Mid-term policy changes: Construction projects change. Contractors add subcontractors, take on new classifications, or change vehicle counts mid-term. Policy endorsements that increase premium mid-term may require an adjustment to the finance agreement. Work with a PFC that handles mid-term changes without friction.
Audit policies: Workers compensation and general liability are often written on an auditable basis, where the final premium is determined after the policy period based on actual payroll and revenue. The financed amount is based on the estimated premium at inception. If the audit results in additional premium, that additional amount is typically billed separately and may not be financed through the original agreement.
Surety bonds: Surety bonds are generally not eligible for premium financing because they are not insurance policies in the traditional sense. The premium for a surety bond is typically paid directly to the surety and cannot be financed through a standard PFA. This is worth flagging with clients who ask about financing their full program.
Choosing the right premium finance partner for construction
Not all premium finance companies are equally equipped to handle construction accounts. When evaluating a PFC for your construction book, look for:
- Flexibility on policy types — Can they finance builders risk with a non-standard term? Do they handle inland marine and equipment policies?
- Speed of funding — Construction timelines are tight. A PFC that takes a week to fund a builders risk policy is a liability on a project start date.
- Mid-term change handling — A construction-aware PFC handles endorsements and policy changes without requiring the broker to restart the process.

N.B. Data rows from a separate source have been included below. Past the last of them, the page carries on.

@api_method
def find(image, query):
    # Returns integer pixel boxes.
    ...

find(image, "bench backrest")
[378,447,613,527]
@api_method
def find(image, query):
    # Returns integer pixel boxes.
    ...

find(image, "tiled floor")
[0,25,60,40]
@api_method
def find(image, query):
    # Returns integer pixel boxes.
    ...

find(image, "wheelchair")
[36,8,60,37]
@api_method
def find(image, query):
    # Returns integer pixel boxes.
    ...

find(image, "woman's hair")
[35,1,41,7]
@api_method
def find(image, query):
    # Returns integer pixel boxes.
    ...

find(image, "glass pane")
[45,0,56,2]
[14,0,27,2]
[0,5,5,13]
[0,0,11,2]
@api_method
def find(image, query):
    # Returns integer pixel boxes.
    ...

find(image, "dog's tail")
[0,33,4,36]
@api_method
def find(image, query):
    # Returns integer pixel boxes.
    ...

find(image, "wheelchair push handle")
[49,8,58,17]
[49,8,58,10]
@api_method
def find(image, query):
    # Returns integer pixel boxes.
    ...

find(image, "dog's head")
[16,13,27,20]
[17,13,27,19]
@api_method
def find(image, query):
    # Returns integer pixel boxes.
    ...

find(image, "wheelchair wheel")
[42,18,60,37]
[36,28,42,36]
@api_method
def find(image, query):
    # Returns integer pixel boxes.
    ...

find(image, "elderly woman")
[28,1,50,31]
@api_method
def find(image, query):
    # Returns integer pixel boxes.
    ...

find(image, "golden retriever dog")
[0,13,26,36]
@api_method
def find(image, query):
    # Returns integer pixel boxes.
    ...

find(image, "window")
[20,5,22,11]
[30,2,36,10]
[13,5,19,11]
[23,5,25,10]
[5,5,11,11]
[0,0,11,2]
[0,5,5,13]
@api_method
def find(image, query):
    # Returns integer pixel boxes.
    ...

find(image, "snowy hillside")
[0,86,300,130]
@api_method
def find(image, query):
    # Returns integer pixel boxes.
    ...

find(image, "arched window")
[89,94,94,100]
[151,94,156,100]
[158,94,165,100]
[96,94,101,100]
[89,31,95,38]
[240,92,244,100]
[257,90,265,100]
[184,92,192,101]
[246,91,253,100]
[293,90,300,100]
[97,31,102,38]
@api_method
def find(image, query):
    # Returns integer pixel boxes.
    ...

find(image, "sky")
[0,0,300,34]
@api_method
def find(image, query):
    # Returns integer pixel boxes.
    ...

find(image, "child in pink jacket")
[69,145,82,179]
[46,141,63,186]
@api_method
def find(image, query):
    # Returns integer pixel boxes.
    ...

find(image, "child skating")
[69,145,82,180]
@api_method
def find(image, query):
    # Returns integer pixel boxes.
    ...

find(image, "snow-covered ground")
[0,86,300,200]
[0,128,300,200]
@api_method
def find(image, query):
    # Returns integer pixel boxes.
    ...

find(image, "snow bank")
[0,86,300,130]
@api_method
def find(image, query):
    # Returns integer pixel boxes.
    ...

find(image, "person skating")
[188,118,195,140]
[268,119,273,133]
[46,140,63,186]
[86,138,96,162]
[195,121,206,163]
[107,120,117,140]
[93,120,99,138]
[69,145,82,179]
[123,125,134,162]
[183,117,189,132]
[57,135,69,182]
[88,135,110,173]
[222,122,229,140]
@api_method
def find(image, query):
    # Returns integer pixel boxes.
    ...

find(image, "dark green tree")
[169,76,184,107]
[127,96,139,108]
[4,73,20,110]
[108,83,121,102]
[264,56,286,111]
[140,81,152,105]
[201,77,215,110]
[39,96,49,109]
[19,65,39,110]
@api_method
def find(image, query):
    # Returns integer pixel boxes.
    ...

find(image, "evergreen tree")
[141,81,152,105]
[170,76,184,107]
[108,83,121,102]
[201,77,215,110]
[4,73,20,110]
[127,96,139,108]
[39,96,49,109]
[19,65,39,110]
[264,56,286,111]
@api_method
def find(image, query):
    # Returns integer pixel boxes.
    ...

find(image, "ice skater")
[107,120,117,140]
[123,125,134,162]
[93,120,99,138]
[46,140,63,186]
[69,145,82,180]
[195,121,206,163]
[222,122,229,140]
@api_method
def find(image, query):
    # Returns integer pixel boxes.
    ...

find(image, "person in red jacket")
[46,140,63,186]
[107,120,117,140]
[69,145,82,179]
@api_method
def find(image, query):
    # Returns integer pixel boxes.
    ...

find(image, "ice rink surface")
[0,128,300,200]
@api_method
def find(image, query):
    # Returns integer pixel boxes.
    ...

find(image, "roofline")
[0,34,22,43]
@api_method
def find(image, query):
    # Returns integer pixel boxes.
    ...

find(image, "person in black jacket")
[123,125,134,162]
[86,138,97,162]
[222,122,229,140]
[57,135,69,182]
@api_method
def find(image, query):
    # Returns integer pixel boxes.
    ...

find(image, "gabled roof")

- Arranger fee structure — Confirm what the PFC pays, how it is calculated, and when it is paid.
Frequently asked questions
Can I finance a workers compensation policy for a construction client?
Yes. Workers compensation is eligible for premium financing in most states, including those where construction is a major industry. The financed amount is based on the estimated annual premium at inception. If the policy audits higher at year-end, the additional premium is billed separately.
Can builders risk policies be financed if the project term does not match a standard 12-month schedule?
Yes, but the payment schedule needs to be structured to match the policy term. A good PFC will accommodate non-standard policy terms. Always confirm this capability before placing a builders risk account with a new finance company.
Can I finance multiple construction policies for the same client under one agreement?
Yes. Premium financing can cover multiple policies — GL, commercial auto, umbrella, inland marine — under a single finance agreement with one monthly payment. This is one of the most valuable features for construction clients with layered programs.
Are surety bond premiums eligible for financing?
Generally no. Surety bonds are not insurance policies and are typically not eligible for standard premium financing. The premium is paid directly to the surety company. This applies to contract bonds, license bonds, and most other surety products.
How do arranger fees work on large construction accounts?
In states where arranger fees are permitted, the fee is calculated as a percentage of the financed premium and paid to the broker after the loan funds. On a $100,000 financed construction program at a 3% arranger fee, the broker earns $3,000 — in addition to standard carrier commission. The fee is disclosed to the client in the premium finance agreement.